Modell Südafrika: Versöhnung ist kein Wunder. Zur Eröffnung des Festivals / Von Antjie Krog

In diesem Jahr feiert Südafrika zehn Jahre Demokratie, und das Land wimmelt von Journalisten, Filmemachern, Wissenschaftlern und Autoren, die die Story dazu liefern. Für viele von ihnen scheint die Friedlichkeit der Armut ein größerer Schock gewesen zu sein als die Armut selbst. Ihren Berichten nach zu urteilen, haben sie nicht wenigen Schwarzen das Gefühl vermittelt, sich dafür schämen zu müssen, dass sie vergeben haben und sich um Versöhnung bemühen.

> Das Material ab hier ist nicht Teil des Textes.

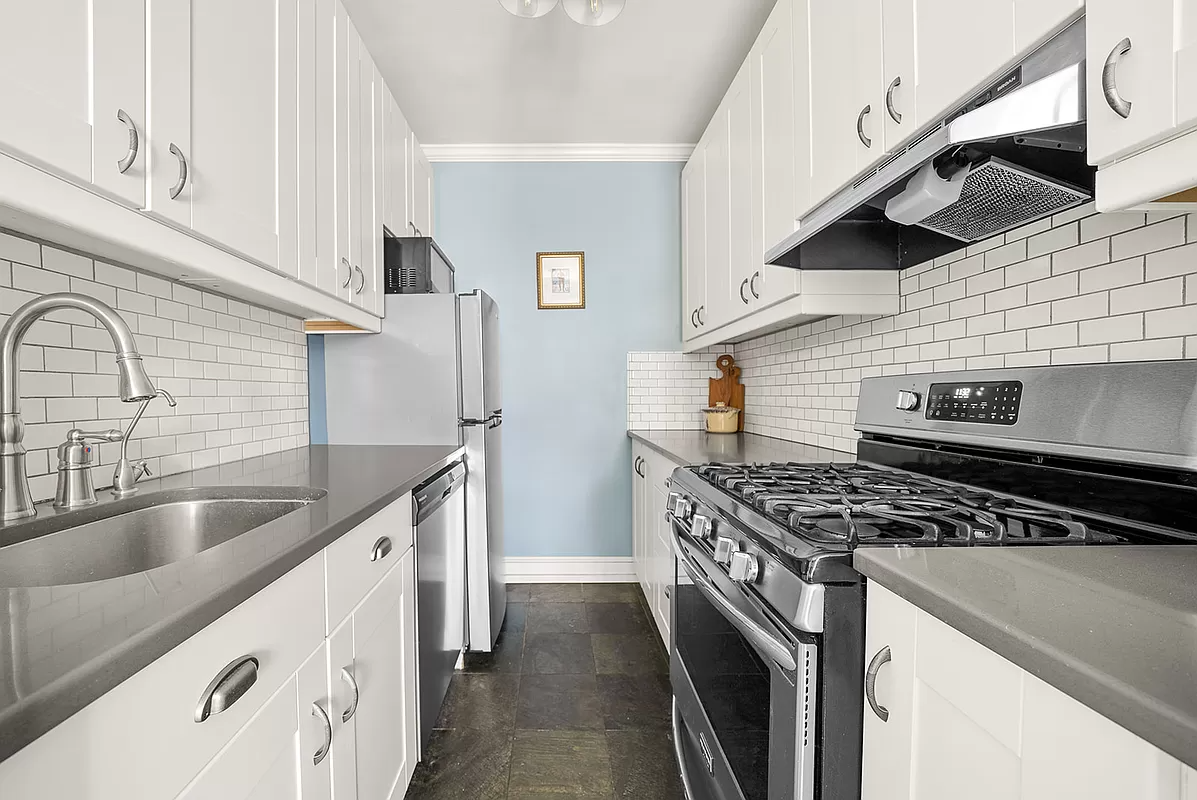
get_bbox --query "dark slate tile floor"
[407,583,683,800]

Die Vorstellung, dass Vergebung Schande sei, reicht bis zu den Anfängen der Wahrheitskommission zurück. Ich weiß noch, wie mich eine australische Wissenschaftlerin bei einer der damaligen Anhörungen zu Menschenrechtsverletzungen mit zornessprühendem Blick fixierte: „Es ist unglaublich, welches Unrecht Ihr Weißen den Schwarzen angetan habt, indem Ihr sie dazu gezwungen habt, diesen ganzen Wahrheits und Versöhnungsscheiß zu schlucken! Was Ihr jetzt macht, ist schlimmer als Apartheid. Es ist Betrug und Manipulation, wodurch Ihr die Schwarzen dazu gebracht habt, diese Institution ohne einen einzigen Akt des kollektiven Widerstandes hinzunehmen." Dass sie damit eine Gruppe beleidigte, die gerade das übermächtige Apartheid-Regime zu Fall gebracht hatte, schien ihr nicht in den Sinn zu kommen.

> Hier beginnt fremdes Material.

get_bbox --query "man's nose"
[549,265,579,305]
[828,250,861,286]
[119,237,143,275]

Neben diese Behauptung von der herbeimanipulierten Versöhnung ist ein zweiter Standard-Kommentar getreten. So sagte mir ein Fernsehproduzent aus Tel Aviv: „Ein bemerkenswerter Vorgang. Schade nur, dass in Israel so etwas nie funktionieren würde; denn dazu muss man Christ sein.“ Zwei Jahre zuvor hatte mir ein irischer Journalist mit Tränen in den Augen offenbart: „Welch ein Jammer, dass so etwas in Irland nie möglich wäre – zu viele Katholiken, verstehen Sie.“ Und kürzlich bemerkte ein amerikanischer Journalist auf einer Konferenz über den Einfluss von Gewalt auf Sprache: „Es ist wunderbar, dass die schwarzen Südafrikaner verzeihen konnten, doch als Weltmacht tragen wir Amerikaner die Verantwortung, dass der Unterschied zwischen Recht und Unrecht gewahrt bleibt." So hat sich jeder seine eigene Begründung zurecht gelegt, weshalb er töten muss: Die Wahrheits- und Versöhnungskiste ist gut für schwarze Menschen aus der Dritten Welt. Was jedoch uns Katholiken/Christen/Moslems/Amerikaner/Juden/Palästinenser angeht, so lösen wir das Problem nicht nur anders, sondern auch besser.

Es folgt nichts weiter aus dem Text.